Yes, you can build custom sensitive information types in the GUI via the Security and Compliance centre

See this great article by Joanne Klein -

https://joannecklein.com/2018/08/07/build-and-use-custom-sensitive-information-types-in-office-365/

But also here for official documentation which confirms it can be built in the GUI.

https://docs.microsoft.com/en-gb/office365/securitycompliance/create-a-custom-sensitive-information-...

Best, Chris
Highlighted

Hi Chris, I know I can build custom information types in the GUI. The GUI does not allow the minimum count for regex,  only keywords. That is why I am creating them in xml and then importing them via powershell.

Highlighted

Hi Sean,

Thanks - I read it as is it as opposed to it is!
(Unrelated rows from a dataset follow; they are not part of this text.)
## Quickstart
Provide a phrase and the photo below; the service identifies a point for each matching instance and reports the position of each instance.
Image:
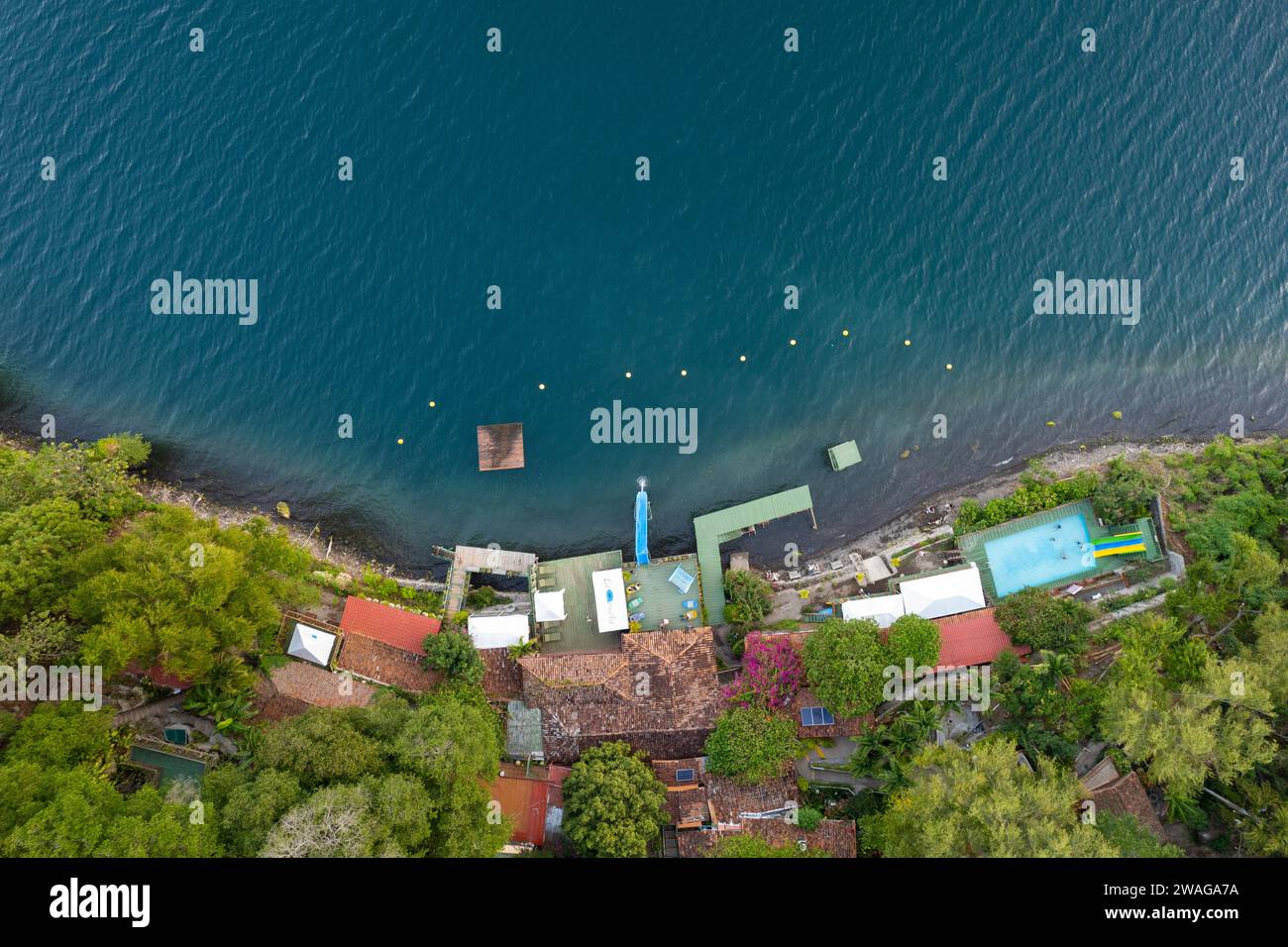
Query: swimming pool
(1041, 554)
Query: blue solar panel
(816, 716)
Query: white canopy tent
(497, 630)
(880, 608)
(609, 599)
(312, 644)
(549, 605)
(947, 592)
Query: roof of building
(1126, 796)
(842, 725)
(973, 638)
(160, 677)
(387, 624)
(835, 836)
(589, 697)
(502, 678)
(943, 591)
(385, 664)
(884, 609)
(294, 686)
(524, 801)
(498, 630)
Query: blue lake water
(518, 169)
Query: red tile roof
(160, 677)
(386, 624)
(973, 638)
(524, 801)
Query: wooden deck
(500, 446)
(467, 560)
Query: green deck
(973, 543)
(661, 598)
(579, 630)
(713, 528)
(844, 455)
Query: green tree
(984, 802)
(1125, 492)
(455, 655)
(748, 598)
(613, 804)
(751, 745)
(1031, 616)
(185, 592)
(845, 664)
(42, 639)
(37, 547)
(913, 637)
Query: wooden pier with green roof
(712, 530)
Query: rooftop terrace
(661, 596)
(579, 630)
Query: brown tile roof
(729, 799)
(385, 664)
(524, 801)
(387, 624)
(502, 678)
(1127, 796)
(835, 836)
(660, 694)
(294, 686)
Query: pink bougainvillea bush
(772, 674)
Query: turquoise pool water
(171, 766)
(1043, 554)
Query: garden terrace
(579, 629)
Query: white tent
(549, 605)
(609, 599)
(880, 608)
(947, 592)
(498, 630)
(312, 644)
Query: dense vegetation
(613, 804)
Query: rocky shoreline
(914, 525)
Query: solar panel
(816, 716)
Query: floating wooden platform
(500, 446)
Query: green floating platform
(844, 455)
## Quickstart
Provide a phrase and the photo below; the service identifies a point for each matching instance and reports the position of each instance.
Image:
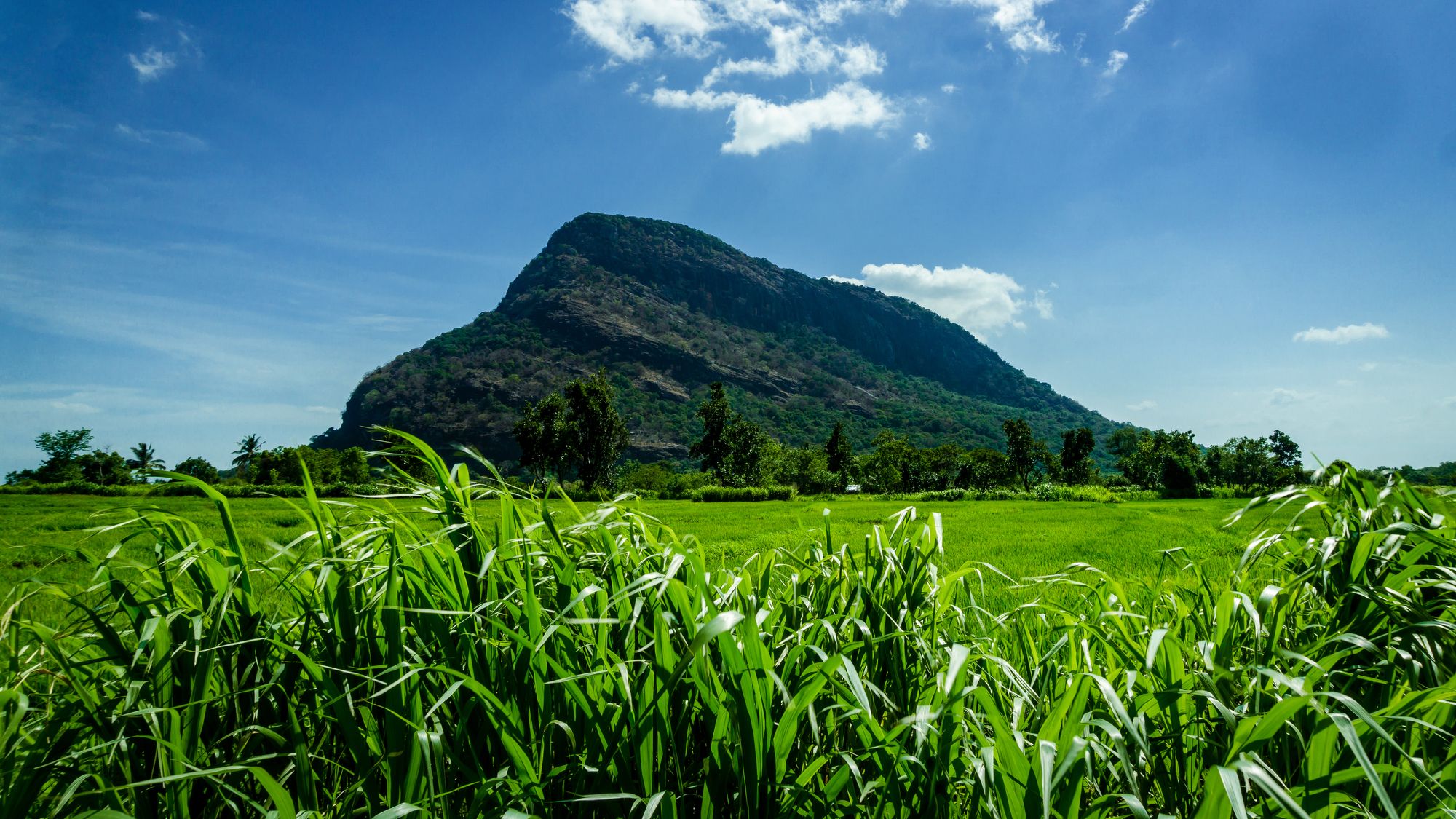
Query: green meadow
(41, 537)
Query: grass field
(493, 660)
(41, 534)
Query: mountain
(668, 309)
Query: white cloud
(1043, 304)
(624, 28)
(1018, 20)
(1281, 397)
(1343, 334)
(759, 124)
(162, 139)
(979, 301)
(1115, 63)
(1135, 14)
(152, 65)
(797, 40)
(800, 50)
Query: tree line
(579, 433)
(71, 456)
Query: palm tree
(247, 451)
(143, 459)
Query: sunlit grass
(462, 652)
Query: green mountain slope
(669, 309)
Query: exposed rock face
(669, 309)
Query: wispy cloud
(178, 141)
(1135, 14)
(152, 65)
(159, 60)
(1343, 334)
(1281, 397)
(387, 323)
(799, 39)
(1115, 63)
(1018, 21)
(1043, 304)
(759, 124)
(979, 301)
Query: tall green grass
(532, 657)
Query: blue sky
(1216, 216)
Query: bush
(943, 494)
(732, 494)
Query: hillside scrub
(529, 656)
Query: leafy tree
(1285, 451)
(1160, 458)
(247, 452)
(62, 448)
(806, 468)
(985, 470)
(1077, 456)
(839, 454)
(143, 459)
(544, 435)
(751, 454)
(941, 467)
(598, 433)
(63, 445)
(1021, 451)
(197, 468)
(1219, 464)
(355, 465)
(106, 468)
(1179, 477)
(1288, 462)
(714, 446)
(1253, 464)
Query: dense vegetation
(528, 657)
(666, 311)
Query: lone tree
(143, 459)
(63, 445)
(1023, 451)
(247, 452)
(841, 454)
(199, 468)
(544, 436)
(63, 462)
(1077, 455)
(716, 448)
(1286, 456)
(598, 435)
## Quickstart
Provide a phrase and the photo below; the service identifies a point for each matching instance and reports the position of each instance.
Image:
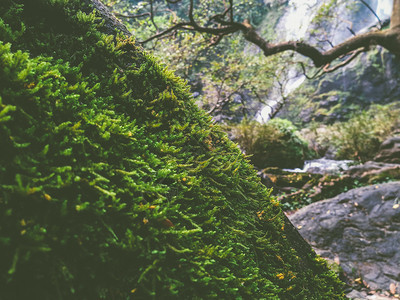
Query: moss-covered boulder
(113, 185)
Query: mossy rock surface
(114, 185)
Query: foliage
(273, 144)
(359, 138)
(113, 185)
(230, 77)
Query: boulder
(359, 230)
(389, 151)
(372, 171)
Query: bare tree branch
(373, 11)
(389, 38)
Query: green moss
(113, 185)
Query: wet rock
(389, 151)
(374, 171)
(360, 229)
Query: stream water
(323, 166)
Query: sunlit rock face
(296, 23)
(299, 22)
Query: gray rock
(389, 151)
(359, 228)
(374, 170)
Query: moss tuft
(113, 185)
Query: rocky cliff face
(358, 230)
(114, 185)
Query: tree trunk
(395, 19)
I have raised a uservoice for you on the GUI.

https://office365.uservoice.com/forums/289138-office-365-security-compliance/suggestions/36648940-cu...

I am going to raise this to the Sec and Compliance Microsoft Team to see if we can get an answer -

@Ryan Heffernan - see above string from Sean. With regards custom sensitive information types how do we specify a minimum count for a regex defined in the xml? It would be great to get an answer on this.

Best, Chris

Highlighted

Adding @Caroline Shin  and @Anthony Smith (A.J.). Can either of you speak to this question?

Highlighted

Posting this on behalf of the DLP product team:

 

In custom sensitive type is defined by patterns with 2 elements – idMatch and Match. Both these elements could take Regex, Keyword or Dictionary or built-in functions.

 

There are key differences between idMatch and Match.

  1. idMatch –enables detecting the sensitive content in document (like a credit card number)
  2. match – enables detection of supporting evidence in the proximity of idMatch (like words like “CVV”, “Credit Card”, “VISA” etc..,)

 

Min Matches

For a match element, min match count allows setting requirement to minimum number of supporting evidence to found to match pattern. As mentioned match could be a keyword list or a Regex.

 

Single match of idMatch along with required matches will identify a sensitive content found in document. In DLP Policy, the customer could configure the min and max number of sensitive type (like Credit cards) required to be found.